Worries about demand destruction for gasoline appear overblown. Consumers are tolerating record-high prices at the pump as demand continues to rise.
US Energy Information Administration (EIA) data show gasoline prices are up a staggering 51% from a year ago, averaging around $4.32 a gallon on a national level.
Record-high prices at the pump trigger fear that demand destruction is imminent, but that's not what the data shows in the first half of March.
EIA noted gasoline consumption is up 6% over the year, to 8.9 million barrels per day for the week ending March 11. Demand was 2.3% higher than the two weeks prior. Over the last month, average weekly US gasoline consumption is up 8.6% versus the prior year, to 8.8 million barrels a day.
Skyrocketing fuel prices and significant inflationary pressure have yet to crimp demand as consumers appear to tolerate high prices as they must drive to work, drop off their kids at school, and run errands. Yes, millions of Americans are furious with the Biden administration about soaring costs but being irate and actually cutting back are two separate things.
"Higher oil and gasoline prices are certainly crimping consumer pocketbooks, but they are not yet causing a decline in demand," research firm DataTrek said.
On Sunday, Patrick De Haan, head of petroleum analysis for Gas Buddy, verified the trend and said weekly gasoline demand "surged to highest since last summer."
Weekly US gasoline demand surges to highest since last summer… data incoming
— Patrick De Haan ?????? (@GasBuddyGuy) March 20, 2022
DataTrek continued: "Given more workers commuting back to the office and incremental employment, we expect demand to continue to improve as the year continues. It always amazes us that the US uses the better part of 10 million barrels/day of gasoline…"
Consumers are reducing their discretionary spending to offset high gas prices. For instance, BofA's research analyst Sara Senatore points out all restaurant spending through the week ending March 12 decelerated. The decline in restaurant spending coincides with the spike in fuel prices following Russia's invasion of Ukraine in late February.

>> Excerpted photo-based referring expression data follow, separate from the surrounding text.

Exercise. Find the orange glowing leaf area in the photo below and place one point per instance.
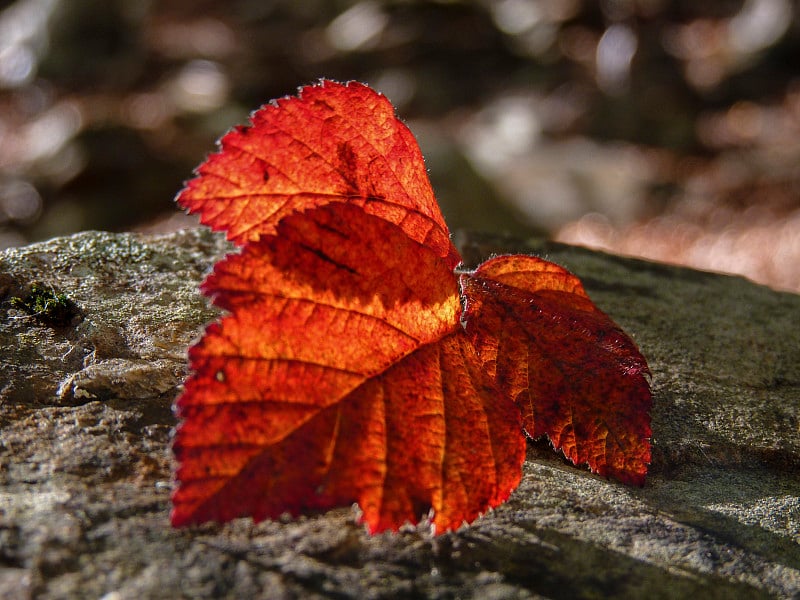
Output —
(353, 365)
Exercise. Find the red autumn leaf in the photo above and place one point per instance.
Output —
(345, 370)
(572, 371)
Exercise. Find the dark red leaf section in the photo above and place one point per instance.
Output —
(575, 375)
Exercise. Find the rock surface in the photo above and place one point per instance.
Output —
(85, 468)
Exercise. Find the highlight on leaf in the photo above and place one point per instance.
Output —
(346, 369)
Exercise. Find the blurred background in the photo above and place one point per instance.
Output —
(663, 129)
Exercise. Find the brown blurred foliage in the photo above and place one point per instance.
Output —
(661, 129)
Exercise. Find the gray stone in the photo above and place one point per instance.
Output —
(85, 466)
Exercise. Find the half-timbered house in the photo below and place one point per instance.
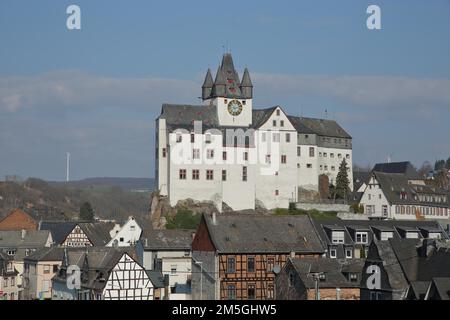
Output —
(237, 256)
(78, 234)
(104, 274)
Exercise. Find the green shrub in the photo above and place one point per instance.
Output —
(183, 219)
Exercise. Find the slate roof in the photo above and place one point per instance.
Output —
(4, 272)
(394, 184)
(97, 232)
(156, 277)
(419, 289)
(334, 270)
(442, 286)
(405, 168)
(260, 116)
(373, 226)
(100, 262)
(167, 239)
(31, 239)
(46, 254)
(391, 264)
(182, 116)
(58, 229)
(359, 178)
(253, 233)
(321, 127)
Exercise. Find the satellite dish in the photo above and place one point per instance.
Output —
(276, 269)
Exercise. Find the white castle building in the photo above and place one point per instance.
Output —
(226, 151)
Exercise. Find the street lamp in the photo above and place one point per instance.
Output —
(201, 278)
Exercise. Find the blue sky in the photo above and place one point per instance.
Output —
(96, 92)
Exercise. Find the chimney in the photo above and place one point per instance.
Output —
(166, 287)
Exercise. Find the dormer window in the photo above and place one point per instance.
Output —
(337, 237)
(361, 237)
(386, 235)
(412, 235)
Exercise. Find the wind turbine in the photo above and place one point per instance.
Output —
(67, 166)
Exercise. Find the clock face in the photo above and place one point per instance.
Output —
(234, 107)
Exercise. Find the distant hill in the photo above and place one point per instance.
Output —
(111, 198)
(126, 184)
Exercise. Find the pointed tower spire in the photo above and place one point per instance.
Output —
(85, 268)
(207, 85)
(219, 84)
(246, 85)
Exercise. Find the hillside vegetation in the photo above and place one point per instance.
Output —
(55, 201)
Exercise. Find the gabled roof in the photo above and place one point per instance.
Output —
(405, 168)
(253, 233)
(58, 229)
(167, 239)
(182, 116)
(97, 232)
(333, 269)
(18, 219)
(442, 286)
(98, 262)
(28, 239)
(260, 116)
(321, 127)
(394, 184)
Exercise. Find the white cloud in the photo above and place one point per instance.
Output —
(76, 89)
(362, 91)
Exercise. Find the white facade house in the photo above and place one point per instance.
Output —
(225, 151)
(105, 274)
(169, 252)
(126, 235)
(393, 196)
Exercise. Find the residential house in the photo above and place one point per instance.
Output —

Other indications consumers are paring back discretionary spending comes from consumer goods companies who said their ability to continue raising prices has likely hit the ceiling. Macy's Inc. CEO Jeff Gennette recently told WSJ that price increases on mattresses and sofas were met with fierce consumer pushback. Clothing brand Bella Dahl hiked shirt prices by $20 and immediately saw sales crater. "There was a revolt," said Steven Millman, Bella Dahls' brand officer. "If we go any higher, we'll do half the sales."
The good news is Americans' average monthly wage share for fuel costs is by far the least among all OECD countries. This means the wage share can increase though discretionary spending will decrease.
Gas is a necessity, and even though consumers complain about soaring prices, they are belt-tightening and reducing spending elsewhere to offset their driving needs. Prices might have to rise much higher to reach the demand destruction threshold.